The Three Weissmanns of Westport -- In Schine’s story, sisters Miranda, an impulsive but successful literary agent, and Annie, a pragmatic library director, quite unexpectedly find themselves the middle-aged products of a broken home. Dumped by her husband of nearly fifty years and then exiled from their elegant New York apartment by his mistress, Betty is forced to move to a small, run-down Westport, Connecticut, beach cottage. Joining her are Miranda and Annie, who dutifully comes along to keep an eye on her capricious mother and sister. As the sisters mingle with the suburban aristocracy, love starts to blossom for both of them, and they find themselves struggling with the dueling demands of reason and romance.

Friday, January 15, 2010

The Privileges

The Privileges -- Smart, socially gifted, and chronically impatient, Adam and Cynthia Morey are so perfect for each other that united they become a kind of fortress against the world. In their hurry to start a new life, they marry young and have two children before Cynthia reaches the age of twenty-five. Adam is a rising star in the world of private equity and becomes his boss's protégé. With a beautiful home in the upper-class precincts of Manhattan, gorgeous children, and plenty of money, they are, by any reasonable standard, successful.

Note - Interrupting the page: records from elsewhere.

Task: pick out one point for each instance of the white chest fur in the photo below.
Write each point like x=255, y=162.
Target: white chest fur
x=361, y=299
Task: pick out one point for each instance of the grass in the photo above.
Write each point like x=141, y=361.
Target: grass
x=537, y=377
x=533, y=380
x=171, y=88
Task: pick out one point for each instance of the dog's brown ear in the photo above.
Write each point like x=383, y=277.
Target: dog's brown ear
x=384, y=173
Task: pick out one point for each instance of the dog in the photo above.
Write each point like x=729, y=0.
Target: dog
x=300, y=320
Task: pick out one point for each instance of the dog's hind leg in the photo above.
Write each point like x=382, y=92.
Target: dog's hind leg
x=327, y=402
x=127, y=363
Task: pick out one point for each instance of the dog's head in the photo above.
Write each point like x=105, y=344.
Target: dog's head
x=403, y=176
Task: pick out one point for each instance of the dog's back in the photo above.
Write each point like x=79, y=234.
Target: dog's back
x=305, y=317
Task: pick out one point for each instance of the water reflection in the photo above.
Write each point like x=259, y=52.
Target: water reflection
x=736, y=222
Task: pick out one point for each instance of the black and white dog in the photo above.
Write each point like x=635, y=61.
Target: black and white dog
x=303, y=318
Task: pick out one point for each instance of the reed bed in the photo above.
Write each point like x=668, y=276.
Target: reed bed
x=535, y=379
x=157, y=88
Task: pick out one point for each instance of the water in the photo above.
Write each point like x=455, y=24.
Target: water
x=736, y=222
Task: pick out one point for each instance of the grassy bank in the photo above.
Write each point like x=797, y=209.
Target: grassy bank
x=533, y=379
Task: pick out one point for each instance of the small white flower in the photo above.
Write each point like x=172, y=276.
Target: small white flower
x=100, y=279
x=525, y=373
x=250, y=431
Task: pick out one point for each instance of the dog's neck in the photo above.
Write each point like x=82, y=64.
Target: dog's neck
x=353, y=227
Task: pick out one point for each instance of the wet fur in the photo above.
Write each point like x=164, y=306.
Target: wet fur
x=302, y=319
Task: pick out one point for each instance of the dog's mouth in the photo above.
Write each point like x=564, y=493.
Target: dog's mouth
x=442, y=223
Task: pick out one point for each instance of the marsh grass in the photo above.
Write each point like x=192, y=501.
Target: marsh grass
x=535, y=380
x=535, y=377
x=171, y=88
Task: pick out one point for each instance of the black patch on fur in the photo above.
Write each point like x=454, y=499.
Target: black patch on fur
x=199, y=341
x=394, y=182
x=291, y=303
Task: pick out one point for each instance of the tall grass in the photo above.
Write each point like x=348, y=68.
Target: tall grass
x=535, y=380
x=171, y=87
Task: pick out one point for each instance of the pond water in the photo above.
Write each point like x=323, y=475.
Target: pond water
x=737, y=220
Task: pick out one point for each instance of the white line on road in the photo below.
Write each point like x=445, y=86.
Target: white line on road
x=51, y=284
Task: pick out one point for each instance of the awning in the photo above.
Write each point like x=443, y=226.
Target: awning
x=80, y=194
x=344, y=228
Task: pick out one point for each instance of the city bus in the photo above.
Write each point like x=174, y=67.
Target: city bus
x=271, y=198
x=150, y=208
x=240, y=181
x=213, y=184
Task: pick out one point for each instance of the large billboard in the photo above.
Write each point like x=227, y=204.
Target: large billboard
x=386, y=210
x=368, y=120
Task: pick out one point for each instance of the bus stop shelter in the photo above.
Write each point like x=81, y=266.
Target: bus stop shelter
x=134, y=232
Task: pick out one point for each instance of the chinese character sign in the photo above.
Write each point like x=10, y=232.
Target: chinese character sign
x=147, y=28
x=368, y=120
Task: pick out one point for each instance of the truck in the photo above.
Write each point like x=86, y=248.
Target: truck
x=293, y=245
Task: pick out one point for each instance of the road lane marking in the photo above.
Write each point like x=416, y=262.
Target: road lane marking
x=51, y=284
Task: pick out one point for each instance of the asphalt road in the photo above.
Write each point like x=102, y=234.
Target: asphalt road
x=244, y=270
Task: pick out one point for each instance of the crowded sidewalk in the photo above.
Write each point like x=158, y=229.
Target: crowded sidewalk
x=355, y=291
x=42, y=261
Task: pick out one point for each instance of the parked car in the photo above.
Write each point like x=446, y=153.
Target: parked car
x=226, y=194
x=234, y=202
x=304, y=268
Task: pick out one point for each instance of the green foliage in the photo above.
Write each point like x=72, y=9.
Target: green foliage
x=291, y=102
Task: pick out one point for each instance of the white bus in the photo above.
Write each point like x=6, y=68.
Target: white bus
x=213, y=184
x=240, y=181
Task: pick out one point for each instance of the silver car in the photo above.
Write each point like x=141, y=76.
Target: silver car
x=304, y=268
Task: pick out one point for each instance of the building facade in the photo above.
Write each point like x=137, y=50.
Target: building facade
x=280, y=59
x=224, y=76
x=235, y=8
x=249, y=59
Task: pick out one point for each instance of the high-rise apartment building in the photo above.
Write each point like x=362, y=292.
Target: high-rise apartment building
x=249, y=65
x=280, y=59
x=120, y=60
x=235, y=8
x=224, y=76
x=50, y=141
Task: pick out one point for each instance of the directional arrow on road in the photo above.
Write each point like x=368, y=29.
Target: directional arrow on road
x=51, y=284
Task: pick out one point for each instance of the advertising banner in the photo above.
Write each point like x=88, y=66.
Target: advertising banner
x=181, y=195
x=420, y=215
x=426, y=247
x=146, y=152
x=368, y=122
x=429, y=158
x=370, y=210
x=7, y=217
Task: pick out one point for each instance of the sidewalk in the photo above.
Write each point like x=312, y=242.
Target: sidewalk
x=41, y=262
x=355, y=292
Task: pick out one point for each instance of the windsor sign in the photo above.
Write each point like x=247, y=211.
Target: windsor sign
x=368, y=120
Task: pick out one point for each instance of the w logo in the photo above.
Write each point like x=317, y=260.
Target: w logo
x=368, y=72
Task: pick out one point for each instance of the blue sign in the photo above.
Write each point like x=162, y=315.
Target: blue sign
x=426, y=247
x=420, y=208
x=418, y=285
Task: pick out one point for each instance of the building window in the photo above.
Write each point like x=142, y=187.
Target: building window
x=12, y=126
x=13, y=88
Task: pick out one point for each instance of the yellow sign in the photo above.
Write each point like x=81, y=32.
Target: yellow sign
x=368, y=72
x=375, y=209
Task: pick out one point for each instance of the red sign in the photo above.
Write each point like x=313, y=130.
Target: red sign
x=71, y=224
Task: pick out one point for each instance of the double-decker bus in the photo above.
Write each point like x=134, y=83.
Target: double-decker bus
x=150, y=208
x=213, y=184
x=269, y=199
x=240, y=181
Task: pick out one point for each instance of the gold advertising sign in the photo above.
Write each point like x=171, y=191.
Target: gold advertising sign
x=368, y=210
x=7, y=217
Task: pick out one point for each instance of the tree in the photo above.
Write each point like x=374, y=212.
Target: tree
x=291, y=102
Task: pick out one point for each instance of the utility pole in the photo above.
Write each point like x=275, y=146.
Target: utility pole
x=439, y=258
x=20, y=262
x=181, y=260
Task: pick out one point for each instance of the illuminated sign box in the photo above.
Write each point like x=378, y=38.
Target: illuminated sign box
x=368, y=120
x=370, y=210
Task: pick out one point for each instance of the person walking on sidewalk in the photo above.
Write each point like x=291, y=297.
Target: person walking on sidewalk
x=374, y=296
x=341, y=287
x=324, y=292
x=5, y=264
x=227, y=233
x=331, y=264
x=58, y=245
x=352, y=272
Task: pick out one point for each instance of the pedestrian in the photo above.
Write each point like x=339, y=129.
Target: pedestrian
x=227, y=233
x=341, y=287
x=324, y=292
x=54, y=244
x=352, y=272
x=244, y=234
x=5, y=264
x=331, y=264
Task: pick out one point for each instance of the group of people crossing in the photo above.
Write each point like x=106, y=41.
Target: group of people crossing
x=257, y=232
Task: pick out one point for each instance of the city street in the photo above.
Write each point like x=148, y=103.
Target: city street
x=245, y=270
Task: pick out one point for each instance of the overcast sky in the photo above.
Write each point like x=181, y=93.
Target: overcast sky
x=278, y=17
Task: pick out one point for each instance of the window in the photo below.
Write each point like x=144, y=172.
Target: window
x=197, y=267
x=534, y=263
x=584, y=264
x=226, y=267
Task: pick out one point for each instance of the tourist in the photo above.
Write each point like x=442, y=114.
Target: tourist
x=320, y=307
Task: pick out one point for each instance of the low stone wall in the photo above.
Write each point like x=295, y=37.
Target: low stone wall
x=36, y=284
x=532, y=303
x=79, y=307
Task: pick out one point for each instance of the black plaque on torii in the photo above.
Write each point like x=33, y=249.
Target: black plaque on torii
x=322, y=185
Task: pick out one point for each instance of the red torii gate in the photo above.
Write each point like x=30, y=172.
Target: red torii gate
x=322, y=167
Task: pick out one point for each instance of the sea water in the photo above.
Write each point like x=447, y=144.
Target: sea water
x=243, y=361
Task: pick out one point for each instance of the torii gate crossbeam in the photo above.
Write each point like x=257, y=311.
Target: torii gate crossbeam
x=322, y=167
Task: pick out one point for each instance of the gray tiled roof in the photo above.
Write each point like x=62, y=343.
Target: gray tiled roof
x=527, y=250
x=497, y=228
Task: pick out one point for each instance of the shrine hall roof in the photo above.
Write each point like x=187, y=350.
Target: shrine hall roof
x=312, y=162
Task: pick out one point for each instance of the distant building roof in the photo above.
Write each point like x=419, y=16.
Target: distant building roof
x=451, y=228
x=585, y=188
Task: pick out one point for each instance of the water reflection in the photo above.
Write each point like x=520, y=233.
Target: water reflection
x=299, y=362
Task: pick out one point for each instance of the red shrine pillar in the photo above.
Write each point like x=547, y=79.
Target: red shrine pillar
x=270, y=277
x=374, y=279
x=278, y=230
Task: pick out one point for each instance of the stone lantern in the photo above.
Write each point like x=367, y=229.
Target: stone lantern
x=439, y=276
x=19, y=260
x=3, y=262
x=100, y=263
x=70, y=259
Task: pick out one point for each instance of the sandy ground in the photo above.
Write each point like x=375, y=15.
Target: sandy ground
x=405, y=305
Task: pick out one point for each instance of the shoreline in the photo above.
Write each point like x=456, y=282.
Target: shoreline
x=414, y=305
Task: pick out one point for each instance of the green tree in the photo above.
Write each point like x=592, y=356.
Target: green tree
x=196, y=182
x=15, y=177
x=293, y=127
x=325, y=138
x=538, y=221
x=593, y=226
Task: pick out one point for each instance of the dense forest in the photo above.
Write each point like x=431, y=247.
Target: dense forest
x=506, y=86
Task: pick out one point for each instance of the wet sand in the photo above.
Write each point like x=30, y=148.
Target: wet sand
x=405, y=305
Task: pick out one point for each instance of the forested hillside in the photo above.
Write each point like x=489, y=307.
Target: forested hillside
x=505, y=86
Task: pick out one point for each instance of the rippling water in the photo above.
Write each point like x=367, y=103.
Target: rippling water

But the Moreys' standards are not the same as other people's. The future in which they have always believed for themselves and their children—a life of almost boundless privilege, in which any desire can be acted upon and any ambition made real—is still out there, but it is not arriving fast enough to suit them. As Cynthia, at home with the kids day after identical day, begins to drift, Adam is confronted with a choice that will test how much he is willing to risk to ensure his family's happiness and to recapture the sense that the only acceptable life is one of infinite possibility.

The Privileges is an odyssey of a couple touched by fortune, changed by time, and guided above all else by their epic love for each other. Lyrical, provocative, and brilliantly imagined, this is a timely meditation on wealth, family, and what it means to leave the world richer than you found it.

NY Times book review can be found here.

Note: As of today it is unavailable via Kindle but you can get it digitally if you have a Nook which is really annoying me!